Dünyada demokratik yönetimlerin benimsenmesinin hız kazanmasıyla, her ülkenin demokratik üretim ve yönetim kültürü, dünya barışına giden yolun açılmasında, büyük bir işlev yükleniyor. Bir yönetim yolu ve yöntemi olarak, demokrasilerin dili herkesin anladığı yalınlığın dilidir.Bütün ülkelerde demokrasilerin ve ekonomilerin en büyük düşmanları, seçimlerle değişmeyen sürekli liderlerdir.
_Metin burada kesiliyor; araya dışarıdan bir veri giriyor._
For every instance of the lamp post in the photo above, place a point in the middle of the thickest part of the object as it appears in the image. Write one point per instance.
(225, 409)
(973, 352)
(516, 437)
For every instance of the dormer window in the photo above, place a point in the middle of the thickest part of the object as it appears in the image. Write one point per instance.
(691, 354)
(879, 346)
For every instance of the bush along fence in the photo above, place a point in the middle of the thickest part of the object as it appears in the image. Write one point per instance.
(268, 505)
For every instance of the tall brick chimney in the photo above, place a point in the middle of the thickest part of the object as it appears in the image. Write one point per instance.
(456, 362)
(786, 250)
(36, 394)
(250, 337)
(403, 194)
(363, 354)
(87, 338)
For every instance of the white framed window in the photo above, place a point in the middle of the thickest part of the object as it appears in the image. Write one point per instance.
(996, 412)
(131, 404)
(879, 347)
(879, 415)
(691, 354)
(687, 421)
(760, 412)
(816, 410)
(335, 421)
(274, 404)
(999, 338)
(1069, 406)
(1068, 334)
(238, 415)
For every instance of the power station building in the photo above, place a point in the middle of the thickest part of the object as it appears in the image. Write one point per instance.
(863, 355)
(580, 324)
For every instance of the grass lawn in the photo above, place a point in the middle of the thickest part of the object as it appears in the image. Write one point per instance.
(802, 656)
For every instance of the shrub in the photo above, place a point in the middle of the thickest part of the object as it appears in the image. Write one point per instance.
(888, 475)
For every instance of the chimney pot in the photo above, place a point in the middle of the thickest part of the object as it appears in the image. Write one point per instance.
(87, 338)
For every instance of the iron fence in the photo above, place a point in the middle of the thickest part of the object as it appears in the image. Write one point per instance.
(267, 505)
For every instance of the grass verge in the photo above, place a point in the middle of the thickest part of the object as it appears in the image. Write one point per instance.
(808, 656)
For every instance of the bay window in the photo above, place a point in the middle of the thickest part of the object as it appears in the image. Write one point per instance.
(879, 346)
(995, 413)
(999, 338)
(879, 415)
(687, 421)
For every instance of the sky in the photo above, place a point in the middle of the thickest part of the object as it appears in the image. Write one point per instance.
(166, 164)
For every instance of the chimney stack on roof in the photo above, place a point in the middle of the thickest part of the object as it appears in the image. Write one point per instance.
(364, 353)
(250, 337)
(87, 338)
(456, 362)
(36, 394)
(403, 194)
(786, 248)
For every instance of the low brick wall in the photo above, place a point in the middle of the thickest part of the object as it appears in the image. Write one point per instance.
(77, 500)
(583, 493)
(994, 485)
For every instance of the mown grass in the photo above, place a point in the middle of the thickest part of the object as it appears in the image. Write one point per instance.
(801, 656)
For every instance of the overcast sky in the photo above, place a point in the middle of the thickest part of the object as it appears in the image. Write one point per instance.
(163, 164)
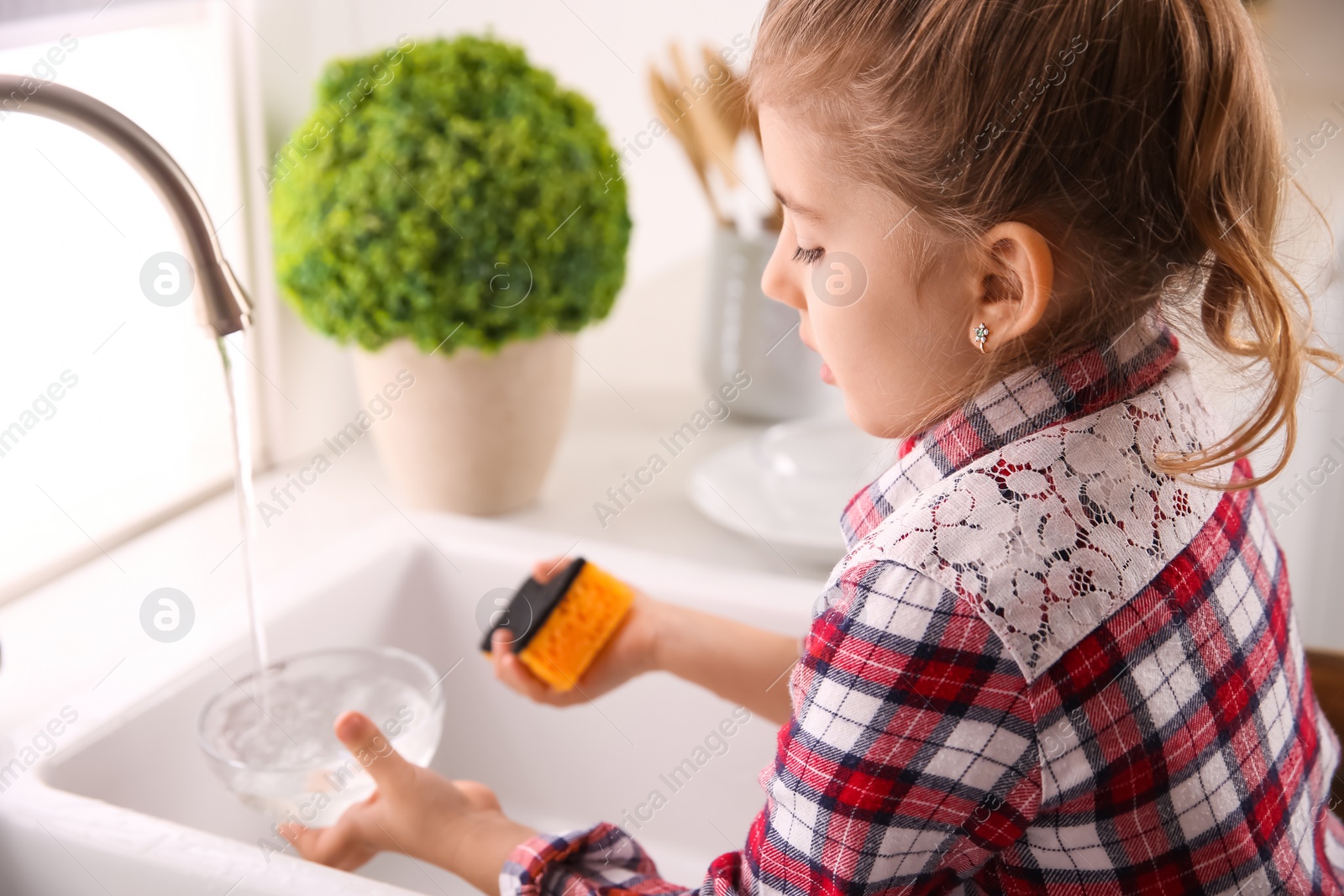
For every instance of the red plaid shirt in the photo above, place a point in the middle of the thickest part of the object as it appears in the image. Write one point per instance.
(1043, 667)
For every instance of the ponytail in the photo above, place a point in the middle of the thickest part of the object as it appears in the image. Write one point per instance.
(1230, 175)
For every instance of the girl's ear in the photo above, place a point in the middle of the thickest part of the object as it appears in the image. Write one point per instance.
(1015, 286)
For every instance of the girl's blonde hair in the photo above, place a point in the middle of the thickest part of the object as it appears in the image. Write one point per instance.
(1139, 136)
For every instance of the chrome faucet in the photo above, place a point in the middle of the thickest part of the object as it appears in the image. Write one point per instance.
(222, 304)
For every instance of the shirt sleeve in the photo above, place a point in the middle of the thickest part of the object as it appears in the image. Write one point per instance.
(909, 762)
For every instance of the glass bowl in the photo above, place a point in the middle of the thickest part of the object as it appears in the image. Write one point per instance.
(275, 747)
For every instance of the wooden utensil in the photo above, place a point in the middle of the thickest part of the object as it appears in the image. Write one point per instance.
(683, 128)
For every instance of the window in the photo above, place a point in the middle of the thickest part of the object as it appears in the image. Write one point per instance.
(112, 409)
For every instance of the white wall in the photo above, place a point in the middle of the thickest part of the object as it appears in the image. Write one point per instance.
(602, 49)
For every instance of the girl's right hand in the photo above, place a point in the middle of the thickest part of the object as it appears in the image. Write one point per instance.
(628, 653)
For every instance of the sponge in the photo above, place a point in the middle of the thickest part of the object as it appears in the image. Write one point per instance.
(561, 626)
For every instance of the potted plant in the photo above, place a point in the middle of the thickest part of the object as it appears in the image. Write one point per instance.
(454, 211)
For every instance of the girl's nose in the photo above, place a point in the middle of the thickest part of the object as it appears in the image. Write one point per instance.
(779, 281)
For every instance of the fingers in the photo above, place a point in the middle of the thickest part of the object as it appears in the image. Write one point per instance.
(479, 795)
(338, 846)
(387, 768)
(544, 570)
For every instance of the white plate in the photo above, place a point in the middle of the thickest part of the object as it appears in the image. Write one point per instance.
(790, 484)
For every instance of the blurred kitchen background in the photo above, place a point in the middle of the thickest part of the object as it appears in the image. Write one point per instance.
(143, 436)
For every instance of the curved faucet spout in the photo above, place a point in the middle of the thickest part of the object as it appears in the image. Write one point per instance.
(221, 300)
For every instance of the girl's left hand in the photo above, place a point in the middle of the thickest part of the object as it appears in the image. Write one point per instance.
(456, 825)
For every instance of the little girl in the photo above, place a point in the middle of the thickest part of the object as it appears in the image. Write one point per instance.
(1059, 656)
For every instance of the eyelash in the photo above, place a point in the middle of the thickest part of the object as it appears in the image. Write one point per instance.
(808, 255)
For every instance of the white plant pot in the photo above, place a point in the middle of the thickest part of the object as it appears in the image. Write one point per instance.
(475, 432)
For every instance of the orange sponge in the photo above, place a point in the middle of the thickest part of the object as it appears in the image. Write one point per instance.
(561, 626)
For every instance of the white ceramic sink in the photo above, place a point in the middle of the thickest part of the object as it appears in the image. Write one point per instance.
(127, 805)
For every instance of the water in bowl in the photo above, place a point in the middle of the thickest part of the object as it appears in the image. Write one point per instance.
(286, 761)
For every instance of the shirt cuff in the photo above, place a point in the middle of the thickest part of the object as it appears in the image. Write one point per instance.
(591, 860)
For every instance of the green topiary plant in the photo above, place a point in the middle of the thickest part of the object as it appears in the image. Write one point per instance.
(448, 191)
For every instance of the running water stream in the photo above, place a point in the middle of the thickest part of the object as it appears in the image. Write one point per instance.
(239, 423)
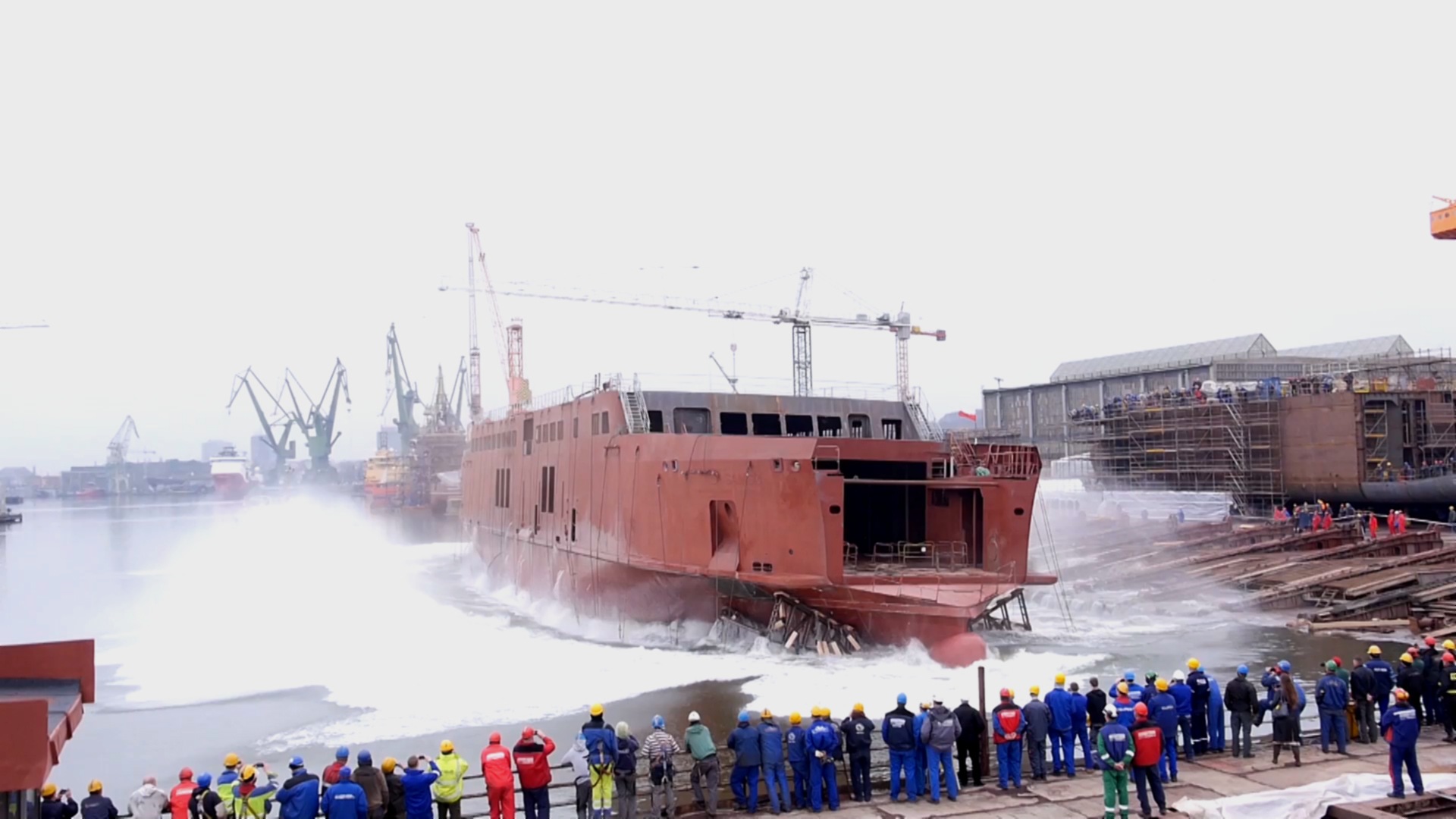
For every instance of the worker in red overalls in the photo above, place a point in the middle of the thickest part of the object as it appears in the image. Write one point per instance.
(500, 780)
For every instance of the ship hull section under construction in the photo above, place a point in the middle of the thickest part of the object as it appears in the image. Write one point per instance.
(900, 539)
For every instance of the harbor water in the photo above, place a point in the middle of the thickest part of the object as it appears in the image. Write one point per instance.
(286, 626)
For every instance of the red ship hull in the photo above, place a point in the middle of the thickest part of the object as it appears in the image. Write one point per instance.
(231, 487)
(902, 539)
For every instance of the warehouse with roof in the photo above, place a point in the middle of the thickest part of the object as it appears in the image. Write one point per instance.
(1041, 413)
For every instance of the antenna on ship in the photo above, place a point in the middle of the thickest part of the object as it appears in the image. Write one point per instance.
(733, 379)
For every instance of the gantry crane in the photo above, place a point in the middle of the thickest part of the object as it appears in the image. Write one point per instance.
(280, 445)
(117, 457)
(509, 338)
(403, 391)
(799, 319)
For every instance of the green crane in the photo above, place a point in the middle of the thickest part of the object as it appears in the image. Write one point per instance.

Bu yüzden demokrasilerde seçme ve seçilme hakları anayasalarla güvence altına alınır.
Demokratik yönetimler değişmeye açık, seçmenleri ümitsizliğe düşüremeyen yönetimlerdir. Pazarın ve seçimin doğal yapıları, ekonominin ve demokrasinin doğal anayasalarıdır. İnsanlar paralarıyla ekonomileri, oylarıyla yönetimleri değiştirirler. Ekonomilerde tüketenler, demokrasilerde seçenler Habil’in çocukları olurlarsa, üretenler ve seçilenler Kabil’in çocukları olmazlar. Tekelci ekonomiler ve otokratik yönetimler varken, kimse pazar ekonomilerine ve demokratik yönetimlere karşı çıkmaz.
Demokratik yönetimlerin güçleri seçenlerin seçilenleri, seçimlerle değiştirmelerinden kaynaklanır. Seçimlerle yönetilenler yönetenleri değiştirerek, yönetenlerin seçimleri değiştirmesinin önüne geçerler. Seçimlerin ömür boyu kalıcı liderleri değiştirmediği ülkelerde, liderler seçimleri değiştirerek tekrar tekrar seçilirler. Bunun için her alanda gelişmenin sürükleyici ve dönüştürücü gücünü oluşturan demokratik kuruluşlarda, yönetimde temsil edilmek ve yönetime katılmak belirleyici olmuştur.
Seçenlerin benimsedikleri değerler, seçilenlerin benimseyecekleri değerleri belirler.
Seçmenlerin ellerindeki oyları ve ceplerindeki paraları en güçlü silahlarıdır.
Seçmenler kurşunsuz silahlarıyla, üretenleri ve yönetenleri değiştirirler.